Sequencing and analysis of an Irish human genome
- Equal contributors
1 Conway Institute, University College Dublin, Belfield, Dublin 4, Ireland
2 MRC Human Genetics Unit, Western General Hospital, Crewe Road, Edinburgh, EH4 2XU, UK
3 Colon Cancer Genetics Group and Academic Coloproctology, Institute of Genetics and Molecular Medicine, University of Edinburgh, Edinburgh, EH4 2XU, UK
4 Department of Clinical Neurological Sciences, Royal College of Surgeons in Ireland, Dublin 2, Ireland
5 School of Mathematical Sciences, University College Dublin, Belfield, Dublin 4, Ireland
6 Smurfit Institute of Genetics, Trinity College Dublin, Dublin 2, Ireland
7 Department of Neurology, Beaumont Hospital and Trinity College Dublin, Beaumont Road, Dublin 9, Ireland
8 School of Agriculture, Food Science and Veterinary Medicine, University College Dublin, Belfield, Dublin 4, Ireland
9 Centre for Population Health Sciences, University of Edinburgh, Teviot Place, Edinburgh, EH8 9AG, UK
Genome Biology 2010, 11:R91 doi:10.1186/gb-2010-11-9-r91Published: 7 September 2010
Recent studies generating complete human sequences from Asian, African and European subgroups have revealed population-specific variation and disease susceptibility loci. Here, choosing a DNA sample from a population of interest due to its relative geographical isolation and genetic impact on further populations, we extend the above studies through the generation of 11-fold coverage of the first Irish human genome sequence.

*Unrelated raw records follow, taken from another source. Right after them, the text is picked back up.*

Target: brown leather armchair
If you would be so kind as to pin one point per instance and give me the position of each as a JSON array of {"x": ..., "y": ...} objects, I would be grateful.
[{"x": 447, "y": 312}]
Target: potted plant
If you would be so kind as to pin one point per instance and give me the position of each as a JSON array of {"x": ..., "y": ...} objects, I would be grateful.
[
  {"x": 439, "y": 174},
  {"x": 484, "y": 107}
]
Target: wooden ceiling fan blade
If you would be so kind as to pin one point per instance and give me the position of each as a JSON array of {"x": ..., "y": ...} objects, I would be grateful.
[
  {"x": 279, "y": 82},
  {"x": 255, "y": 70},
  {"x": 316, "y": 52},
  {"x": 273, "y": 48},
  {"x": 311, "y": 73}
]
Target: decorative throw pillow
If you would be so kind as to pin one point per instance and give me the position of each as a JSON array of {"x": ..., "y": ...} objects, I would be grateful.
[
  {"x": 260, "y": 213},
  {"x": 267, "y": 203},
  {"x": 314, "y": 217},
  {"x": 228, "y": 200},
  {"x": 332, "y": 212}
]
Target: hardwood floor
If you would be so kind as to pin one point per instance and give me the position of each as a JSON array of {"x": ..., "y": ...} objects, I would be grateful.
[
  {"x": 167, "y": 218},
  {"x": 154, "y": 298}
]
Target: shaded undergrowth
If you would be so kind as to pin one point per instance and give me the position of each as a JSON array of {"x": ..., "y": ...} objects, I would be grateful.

Using sequence data from a branch of the European ancestral tree as yet unsequenced, we identify variants that may be specific to this population. Through comparisons with HapMap and previous genetic association studies, we identified novel disease-associated variants, including a novel nonsense variant putatively associated with inflammatory bowel disease. We describe a novel method for improving SNP calling accuracy at low genome coverage using haplotype information. This analysis has implications for future re-sequencing studies and validates the imputation of Irish haplotypes using data from the current Human Genome Diversity Cell Line Panel (HGDP-CEPH). Finally, we identify gene duplication events as constituting significant targets of recent positive selection in the human lineage.
Our findings show that there remains utility in generating whole genome sequences to illustrate both general principles and reveal specific instances of human biology. With increasing access to low cost sequencing we would predict that even armed with the resources of a small research group a number of similar initiatives geared towards answering specific biological questions will emerge.